Materials and methods
Mice
Animal experiments were performed under protocols approved by the Boston Children's Hospital Animal Care and Use Committee (protocols 13-08-2460R and 13-12-2601). Ep300fb mice were generated by homologous recombination in embryonic stem cells. Targeted ESCs were used to generate a mouse line, which was bred to homozygosity. This line has been donated to Jackson labs (Jax 025980). The Rosa26fsBirA allele was derived from the previously described Rosa26fsTRAP mouse (Zhou et al., 2013) (Jax 022367) by removal of the frt-TRAP-frt cassette using germline Flp recombination. The Rosa26BirA (Driegen et al., 2005) (constitutive; Jackson Labs 010920), Tie2Cre (Kisanuki et al., 2001) (Jackson Labs 008863), Myf5Cre (Tallquist et al., 2000) (Jackson Labs 007893), EIIaCre (Williams-Simons and Westphal, 1999) (Jackson Labs 003724), Rosa26mTmG (Muzumdar et al., 2007) (Jackson Labs 007576) and VEcad-CreERT2 (Sörensen et al., 2009) (Taconic 13073) lines were described previously.
Transient transgenics
Request a detailed protocolCandidate regions approximately 1 kb in length were PCR amplified using primers listed in Table 3 and cloned into a gateway-hsp68-lacZ construct derived from pWhere (Invivogen) (He et al., 2011). Constructs were linearized by PacI and injected into oocytes by Cyagen, Inc. At least 5 PCR positive embryos were obtained per construct. Regions were scored as positive for EC activity if they displayed an EC staining pattern in whole mount and validated in sections, using previously described criteria (Visel et al., 2009a). For scoring purposes, we required that an EC pattern was observed for at least three different embryos, although we also describe results for an additional two regions with activity observed in two different embryos. Embryos were analyzed at E11.5 by whole mount LacZ staining. After whole mount imaging, embryos were embedded in paraffin and sectioned for histological analysis.
Histology
Request a detailed protocolEmbryos were collected in ice-cold PBS and fixed in 4% paraformaldehyde over night. For immunostaining, cryosections were stained with HA (Cell Signaling #3724, 1:100 dilution) and PECAM1 (BD Pharmingen, 553371, 1:200 dilution) antibodies and imaged by confocal microscopy (Olympus FV1000).

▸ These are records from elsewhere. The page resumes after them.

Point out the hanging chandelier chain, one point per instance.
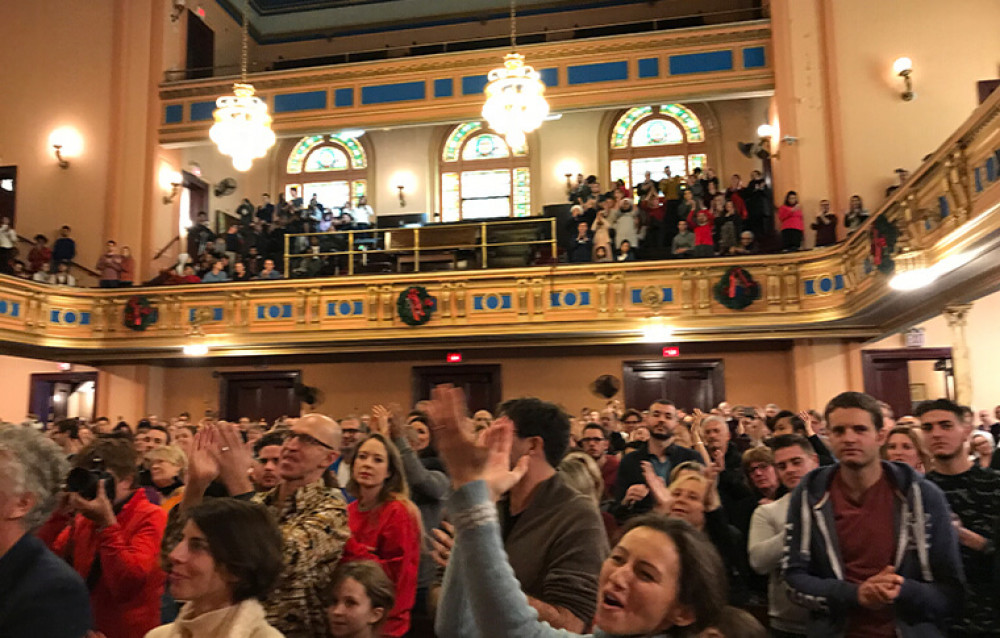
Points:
(243, 55)
(513, 26)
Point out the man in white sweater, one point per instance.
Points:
(794, 457)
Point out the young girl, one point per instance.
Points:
(385, 524)
(361, 596)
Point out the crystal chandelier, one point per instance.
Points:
(242, 126)
(515, 100)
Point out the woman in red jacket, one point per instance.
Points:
(114, 544)
(385, 524)
(792, 223)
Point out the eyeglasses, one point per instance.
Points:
(308, 439)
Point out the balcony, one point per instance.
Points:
(946, 214)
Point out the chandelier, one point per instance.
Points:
(515, 101)
(242, 128)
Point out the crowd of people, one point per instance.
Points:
(624, 522)
(692, 216)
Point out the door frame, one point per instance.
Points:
(225, 378)
(493, 369)
(715, 367)
(40, 385)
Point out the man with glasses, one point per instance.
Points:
(306, 503)
(595, 444)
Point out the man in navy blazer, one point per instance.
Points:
(40, 594)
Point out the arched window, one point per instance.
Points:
(334, 167)
(648, 138)
(482, 176)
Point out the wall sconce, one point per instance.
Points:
(903, 67)
(66, 143)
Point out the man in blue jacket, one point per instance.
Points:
(870, 548)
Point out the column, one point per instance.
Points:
(957, 317)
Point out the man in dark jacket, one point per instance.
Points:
(632, 493)
(870, 545)
(40, 595)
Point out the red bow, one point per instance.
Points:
(878, 244)
(737, 277)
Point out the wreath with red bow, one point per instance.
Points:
(139, 313)
(737, 289)
(415, 306)
(884, 235)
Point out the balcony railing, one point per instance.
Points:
(436, 243)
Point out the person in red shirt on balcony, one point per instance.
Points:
(792, 223)
(385, 524)
(113, 543)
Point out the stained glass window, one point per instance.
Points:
(482, 176)
(650, 138)
(328, 158)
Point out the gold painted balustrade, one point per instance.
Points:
(949, 208)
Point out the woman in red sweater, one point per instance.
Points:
(385, 524)
(792, 224)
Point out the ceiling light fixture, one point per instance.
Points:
(515, 96)
(242, 128)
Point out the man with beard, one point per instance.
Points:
(794, 457)
(870, 549)
(307, 505)
(974, 495)
(632, 493)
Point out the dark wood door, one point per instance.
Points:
(482, 385)
(688, 383)
(887, 374)
(8, 193)
(259, 395)
(200, 48)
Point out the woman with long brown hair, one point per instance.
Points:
(385, 524)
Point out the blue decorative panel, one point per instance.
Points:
(599, 72)
(444, 88)
(649, 68)
(173, 113)
(707, 62)
(275, 311)
(753, 58)
(344, 308)
(343, 97)
(472, 84)
(202, 111)
(308, 101)
(492, 301)
(399, 92)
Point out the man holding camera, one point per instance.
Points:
(110, 533)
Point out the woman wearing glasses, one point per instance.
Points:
(385, 524)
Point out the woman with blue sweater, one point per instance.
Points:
(663, 579)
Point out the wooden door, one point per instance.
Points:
(887, 374)
(8, 194)
(259, 395)
(689, 383)
(200, 48)
(482, 385)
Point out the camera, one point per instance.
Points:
(84, 481)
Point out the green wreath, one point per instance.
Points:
(415, 306)
(139, 313)
(737, 289)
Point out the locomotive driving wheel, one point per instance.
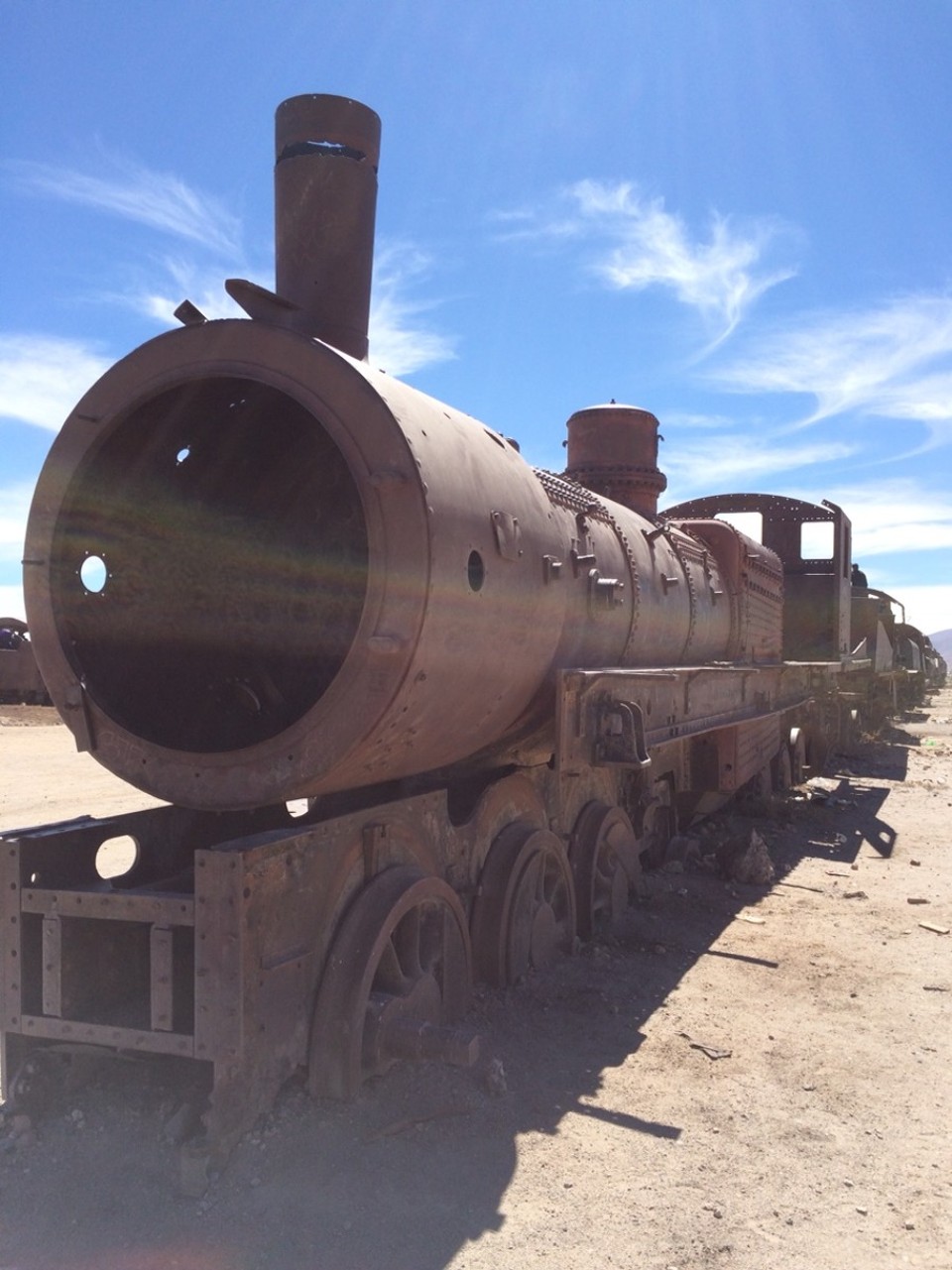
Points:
(525, 909)
(397, 979)
(605, 864)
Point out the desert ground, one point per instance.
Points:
(747, 1077)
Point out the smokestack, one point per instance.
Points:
(613, 450)
(327, 154)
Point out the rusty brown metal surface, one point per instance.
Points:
(260, 570)
(325, 166)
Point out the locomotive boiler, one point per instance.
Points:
(265, 578)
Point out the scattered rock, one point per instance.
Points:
(495, 1079)
(748, 862)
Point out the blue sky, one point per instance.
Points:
(732, 213)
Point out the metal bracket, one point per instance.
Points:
(621, 741)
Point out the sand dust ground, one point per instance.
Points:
(812, 1129)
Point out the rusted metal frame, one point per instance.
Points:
(161, 979)
(141, 1040)
(217, 955)
(10, 940)
(731, 695)
(118, 907)
(53, 966)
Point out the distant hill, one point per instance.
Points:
(942, 642)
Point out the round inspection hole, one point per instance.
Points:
(117, 857)
(93, 574)
(476, 572)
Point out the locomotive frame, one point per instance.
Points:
(654, 665)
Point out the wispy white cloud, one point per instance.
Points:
(12, 602)
(732, 462)
(927, 607)
(400, 342)
(896, 516)
(636, 243)
(176, 279)
(14, 506)
(42, 378)
(126, 188)
(892, 361)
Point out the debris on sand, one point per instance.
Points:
(748, 862)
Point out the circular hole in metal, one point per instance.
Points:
(93, 574)
(117, 857)
(237, 578)
(476, 570)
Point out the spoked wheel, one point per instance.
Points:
(605, 864)
(525, 909)
(658, 828)
(397, 979)
(781, 771)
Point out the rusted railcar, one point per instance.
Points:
(265, 578)
(21, 682)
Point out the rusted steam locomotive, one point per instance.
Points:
(265, 578)
(19, 677)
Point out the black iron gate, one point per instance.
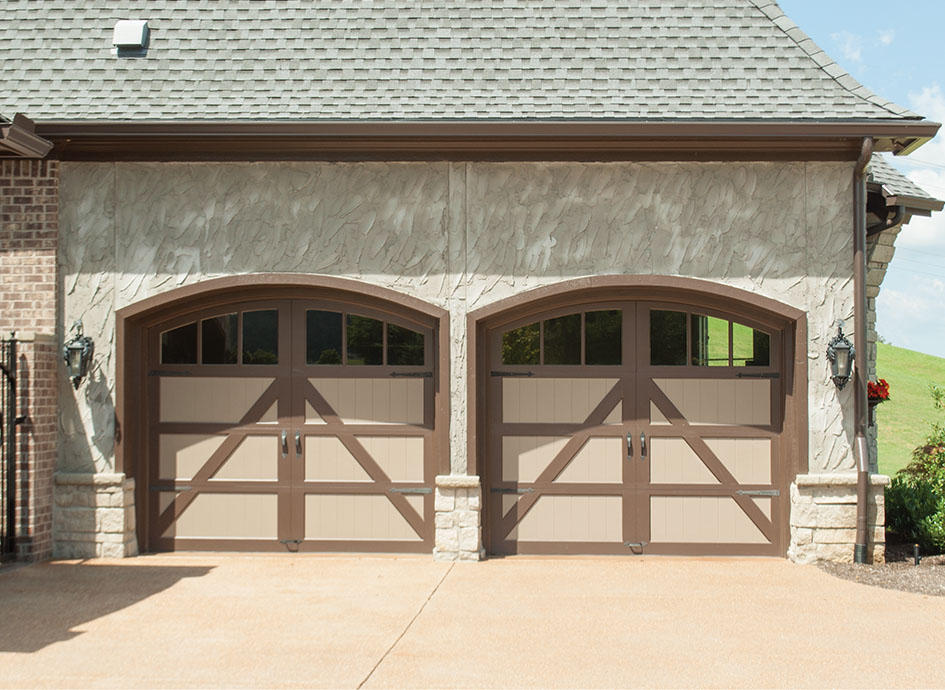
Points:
(8, 423)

For immunostaining, cryosections were stained with HA (Cell Signaling #3724) and PECAM1 (BD Pharmingen, 553371) antibodies and imaged by confocal microscopy (Olympus FV1000).
Ep300fb/fb;Rosa26BirA/BirA ES cells derivation and bioChiP
Request a detailed protocolESCs were derived as described previously (Bryja et al., 2006). Five week old Ep300fb/fb;Rosa26BirA/BirA female mice were hormonally primed and mated overnight with eight weeks old Ep300fb/fb;Rosa26BirA/BirA male mice. Uteri were collected on 3.5 dpc and embryos were flushed out under a microscope. After removal of zona pellucida by treating the embryos with Tyrode’s solution (Sigma, T1788), the embryos were cultured in ESC medium (DMEM with high glucose, 15% ES cell-qualified FBS, 1000 U/mL LIF, 100 µM non-essential amino acids, 1 mM sodium pyruvate, 2 mM glutamine,100 µM β-mercaptoethanol, and penicillin/streptomycin), supplemented with 50 µM PD98059 (Cell Signaling Technology, #9900) for 7–10 days. The outgrowth was dissociated with trypsin, and the cells were cultured in ESC medium in 24 well plates to obtain colonies, which were then clonally expanded. Five male ESC lines were retained for further experiments. Pluripotency of these ESC lines was confirmed by immunostaining for pluripotency markers Oct4, Sox2, and SSEA, and they were negative for mycoplasma.
The five Ep300fb/fb;Rosa26BirA/BirA ESC lines were cultured in 150 mm dishes to 70–80% confluence. Crosslinking was performed by adding formaldehyde to 1% and incubating at room temperature for 15 min. Chromatin was fragmented using a microtip sonicator (QSONICA Q700). The chromatin from 3 ESC lines was pooled for replicate one and from the other 2 ESC lines for replicate 2. Ep300fb and bound chromatin were pulled down by incubation with streptavidin beads (Life Technologies #11206D).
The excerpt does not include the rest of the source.